You can do a screen print of a PDF and do the same thing, @drhat77.

drhat77's avatar

@Dutchess_III look at tinyfaerie’s answer – I bet you a lot of corp mailservers block jpeg downloads, probably due to that worm issue ragingloli mentioned, but also so people aren’t swapping adorable cat jpegs

ragingloli's avatar

@drhat77
http://www.geek.com/news/updated2-new-virus-embeds-itself-in-jpg-images-549279/
that was from 2002.

@Dutchess_III
yes, but you would only be able to save it as an image file, which you would immediately be able to tell, because you will no longer be able to select and copy text as actual text, even if you save it as a pdf again.

mrentropy's avatar

JPGs can be edited and PDFs can be edited. You can make forms with PDFs that can be filled out and then printed much easier than can be done with a bitmap image.

Also, putting a bunch of pages together in one document is easier with PDFs.

PDFs also can have virus’ stuck in them.

Lightlyseared's avatar

Any jpeg can be added to a PDF without loss of quality (or infact altering the image at all) so you can’t use image quality as a decider.

With a pdf you can convert the scanned text into editable and searchable text so if your documents contain text then PDFs are much much more versatile.

Dutchess_III's avatar

If I were referring to blank forms that needed to be filled out on the computer and resent, I could understand using PDF editing.
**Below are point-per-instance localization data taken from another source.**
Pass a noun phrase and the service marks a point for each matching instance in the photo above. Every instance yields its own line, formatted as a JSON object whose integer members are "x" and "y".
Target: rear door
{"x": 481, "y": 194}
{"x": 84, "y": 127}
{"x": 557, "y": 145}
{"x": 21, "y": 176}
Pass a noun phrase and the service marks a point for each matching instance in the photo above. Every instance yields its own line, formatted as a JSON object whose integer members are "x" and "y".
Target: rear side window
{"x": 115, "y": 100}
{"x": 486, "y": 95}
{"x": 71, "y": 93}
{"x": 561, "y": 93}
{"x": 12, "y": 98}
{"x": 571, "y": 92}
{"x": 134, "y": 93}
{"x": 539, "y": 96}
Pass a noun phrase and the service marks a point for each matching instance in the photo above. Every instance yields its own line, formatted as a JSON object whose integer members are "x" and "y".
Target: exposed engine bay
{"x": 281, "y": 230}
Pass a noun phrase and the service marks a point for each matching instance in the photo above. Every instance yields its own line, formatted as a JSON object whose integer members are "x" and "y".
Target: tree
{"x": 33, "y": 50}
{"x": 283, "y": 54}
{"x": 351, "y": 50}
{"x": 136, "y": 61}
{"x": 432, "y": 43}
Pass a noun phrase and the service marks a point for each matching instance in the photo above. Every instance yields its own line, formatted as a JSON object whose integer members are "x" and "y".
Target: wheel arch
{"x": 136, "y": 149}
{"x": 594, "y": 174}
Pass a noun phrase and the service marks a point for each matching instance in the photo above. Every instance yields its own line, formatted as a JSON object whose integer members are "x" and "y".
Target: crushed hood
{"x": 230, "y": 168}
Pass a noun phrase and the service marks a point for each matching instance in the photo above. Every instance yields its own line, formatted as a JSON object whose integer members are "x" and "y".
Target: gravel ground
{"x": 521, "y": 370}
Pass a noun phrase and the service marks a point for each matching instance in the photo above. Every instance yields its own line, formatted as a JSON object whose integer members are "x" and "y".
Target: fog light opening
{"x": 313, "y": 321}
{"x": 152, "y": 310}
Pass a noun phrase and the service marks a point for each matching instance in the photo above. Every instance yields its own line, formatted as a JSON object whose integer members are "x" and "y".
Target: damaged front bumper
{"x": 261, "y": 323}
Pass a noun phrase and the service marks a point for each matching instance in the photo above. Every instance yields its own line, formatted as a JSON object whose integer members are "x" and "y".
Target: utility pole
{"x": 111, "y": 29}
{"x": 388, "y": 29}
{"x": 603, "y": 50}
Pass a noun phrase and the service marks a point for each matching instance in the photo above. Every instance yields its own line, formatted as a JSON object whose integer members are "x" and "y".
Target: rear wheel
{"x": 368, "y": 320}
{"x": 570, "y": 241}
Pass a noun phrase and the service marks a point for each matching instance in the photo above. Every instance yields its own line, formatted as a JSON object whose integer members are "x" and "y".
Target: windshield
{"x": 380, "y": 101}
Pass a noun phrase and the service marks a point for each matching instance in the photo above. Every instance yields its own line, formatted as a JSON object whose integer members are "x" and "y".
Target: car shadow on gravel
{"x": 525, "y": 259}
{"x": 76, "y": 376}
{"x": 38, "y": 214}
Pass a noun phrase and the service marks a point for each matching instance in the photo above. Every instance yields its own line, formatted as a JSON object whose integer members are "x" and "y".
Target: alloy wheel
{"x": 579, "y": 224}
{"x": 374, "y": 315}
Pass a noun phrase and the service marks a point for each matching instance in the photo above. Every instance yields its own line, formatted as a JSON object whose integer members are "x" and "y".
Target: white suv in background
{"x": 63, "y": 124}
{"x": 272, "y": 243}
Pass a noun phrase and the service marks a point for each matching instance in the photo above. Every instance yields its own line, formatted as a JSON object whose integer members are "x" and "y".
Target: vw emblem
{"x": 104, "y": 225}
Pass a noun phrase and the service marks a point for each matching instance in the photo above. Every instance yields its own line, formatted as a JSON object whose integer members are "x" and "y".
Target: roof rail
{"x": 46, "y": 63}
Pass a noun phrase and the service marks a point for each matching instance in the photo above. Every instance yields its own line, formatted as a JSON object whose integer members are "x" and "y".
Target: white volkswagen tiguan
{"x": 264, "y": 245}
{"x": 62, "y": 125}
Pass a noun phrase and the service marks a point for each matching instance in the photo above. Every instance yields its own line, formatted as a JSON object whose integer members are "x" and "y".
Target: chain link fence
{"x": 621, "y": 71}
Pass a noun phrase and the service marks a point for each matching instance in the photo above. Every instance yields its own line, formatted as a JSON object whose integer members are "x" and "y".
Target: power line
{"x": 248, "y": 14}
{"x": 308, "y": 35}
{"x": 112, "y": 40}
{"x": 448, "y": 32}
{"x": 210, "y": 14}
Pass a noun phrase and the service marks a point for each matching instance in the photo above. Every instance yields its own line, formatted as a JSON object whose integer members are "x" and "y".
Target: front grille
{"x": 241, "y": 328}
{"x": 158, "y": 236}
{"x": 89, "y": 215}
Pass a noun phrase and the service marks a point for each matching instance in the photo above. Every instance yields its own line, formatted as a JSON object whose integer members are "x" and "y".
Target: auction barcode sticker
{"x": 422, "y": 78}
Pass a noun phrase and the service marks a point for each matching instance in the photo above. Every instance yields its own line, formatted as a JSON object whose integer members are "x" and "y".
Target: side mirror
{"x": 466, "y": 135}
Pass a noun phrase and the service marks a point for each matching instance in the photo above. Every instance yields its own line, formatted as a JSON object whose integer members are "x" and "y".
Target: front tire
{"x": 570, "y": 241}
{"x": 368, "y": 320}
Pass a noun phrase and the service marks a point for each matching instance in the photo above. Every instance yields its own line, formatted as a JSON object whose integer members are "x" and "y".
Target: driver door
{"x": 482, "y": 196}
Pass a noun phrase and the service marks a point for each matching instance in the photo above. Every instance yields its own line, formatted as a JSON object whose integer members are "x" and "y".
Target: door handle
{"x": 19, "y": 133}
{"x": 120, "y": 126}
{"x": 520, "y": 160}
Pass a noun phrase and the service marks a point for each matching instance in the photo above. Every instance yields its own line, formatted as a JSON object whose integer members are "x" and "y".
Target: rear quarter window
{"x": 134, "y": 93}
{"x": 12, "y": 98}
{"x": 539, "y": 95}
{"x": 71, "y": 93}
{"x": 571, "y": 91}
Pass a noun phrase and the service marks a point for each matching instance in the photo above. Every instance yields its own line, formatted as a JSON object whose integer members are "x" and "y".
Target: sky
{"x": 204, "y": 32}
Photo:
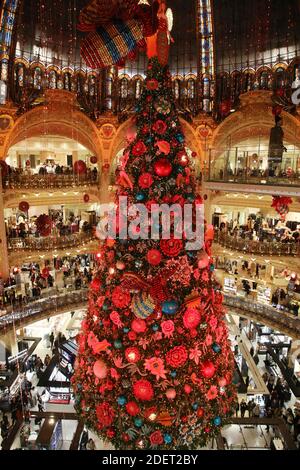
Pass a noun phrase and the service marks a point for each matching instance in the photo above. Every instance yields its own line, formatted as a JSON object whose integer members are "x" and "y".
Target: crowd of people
{"x": 48, "y": 168}
{"x": 60, "y": 228}
{"x": 37, "y": 279}
{"x": 262, "y": 229}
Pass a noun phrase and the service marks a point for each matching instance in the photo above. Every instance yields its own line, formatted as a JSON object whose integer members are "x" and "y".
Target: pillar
{"x": 4, "y": 263}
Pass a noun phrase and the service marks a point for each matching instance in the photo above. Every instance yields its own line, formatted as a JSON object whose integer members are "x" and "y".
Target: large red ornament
{"x": 154, "y": 257}
{"x": 79, "y": 167}
{"x": 276, "y": 110}
{"x": 143, "y": 390}
{"x": 24, "y": 206}
{"x": 100, "y": 369}
{"x": 208, "y": 369}
{"x": 162, "y": 167}
{"x": 96, "y": 284}
{"x": 132, "y": 408}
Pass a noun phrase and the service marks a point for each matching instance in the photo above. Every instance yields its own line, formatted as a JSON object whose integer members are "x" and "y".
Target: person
{"x": 243, "y": 407}
{"x": 90, "y": 445}
{"x": 256, "y": 411}
{"x": 51, "y": 338}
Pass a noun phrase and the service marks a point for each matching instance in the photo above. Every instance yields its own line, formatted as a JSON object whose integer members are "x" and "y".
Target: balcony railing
{"x": 258, "y": 247}
{"x": 49, "y": 243}
{"x": 242, "y": 166}
{"x": 46, "y": 307}
{"x": 48, "y": 181}
{"x": 280, "y": 320}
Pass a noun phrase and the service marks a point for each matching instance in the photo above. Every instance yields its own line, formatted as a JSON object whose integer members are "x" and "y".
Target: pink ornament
{"x": 163, "y": 146}
{"x": 138, "y": 325}
{"x": 203, "y": 260}
{"x": 100, "y": 369}
{"x": 222, "y": 382}
{"x": 131, "y": 134}
{"x": 210, "y": 233}
{"x": 171, "y": 393}
{"x": 162, "y": 167}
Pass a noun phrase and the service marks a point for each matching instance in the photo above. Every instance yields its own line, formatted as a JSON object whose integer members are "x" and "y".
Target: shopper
{"x": 243, "y": 407}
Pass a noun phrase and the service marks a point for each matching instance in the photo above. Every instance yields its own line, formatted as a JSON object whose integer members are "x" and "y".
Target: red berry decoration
{"x": 154, "y": 257}
{"x": 208, "y": 369}
{"x": 24, "y": 206}
{"x": 162, "y": 167}
{"x": 79, "y": 167}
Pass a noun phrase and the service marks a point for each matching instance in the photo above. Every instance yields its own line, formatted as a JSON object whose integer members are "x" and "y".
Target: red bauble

But in our office, the only things we got and sent were, for example, HS transcripts, set in stone, from 10 years ago. They were strictly for our files, no editing.

For something like that, wouldn’t a lower memory file be acceptable?

Lightlyseared's avatar

@Dutchess_III But if you want to search them for something in particular would you rather have to sit there and look at 10 years of files image by image or have the computer search for you and take you directly to the file you need. And if you don’t need to refer back to the files why are you keeping them in the first place.

Dutchess_III's avatar

It’s not like that. Each student had only 1 or 2 scanned files in his or her folder. Like their last HS transcript. That would just be about ¼ of a page, a transcript from 5 or 10 or 20 years ago, and you would rarely have reason to look at it after you’ve dissected it to determine what classes they need to finish their HS degree (I taught at an adult HS diploma completion program.) We keep the scanned transcripts in case any questions arise as to why we did this or that, or assigned this or that class.

Other files would be in Word or Excel that we created, reports that are updated each time they completed a .5 credit, so total, a student might have 5 files total in his online folder.

There just isn’t that much to search for.

But that was specific to my office. A lawyer’s office or a doctor’s office would be way different.

Silence04's avatar

PDF files aren’t that much bigger than JPG files. You can compress them the same way as a JPG.

PDFs are commonly used for documents for many reasons. To name a few: multipage support, ability to save printing specs, and you can mark up a file and provide notation without affecting the source image.

Dutchess_III's avatar

Yes, I got all that @Silence04. But those weren’t necessary in my office.

So why do PDF take so much longer to open, so much longer to send, AND why did they hang up my computer until I got rid of the download?

drhat77's avatar

Adobe acrobat does take a surprising amount of horsepower. If deleting downloads helps performance, it sounds like you are using virtual ram regularly, which is relic of very old computers. How old is the computer you are working on?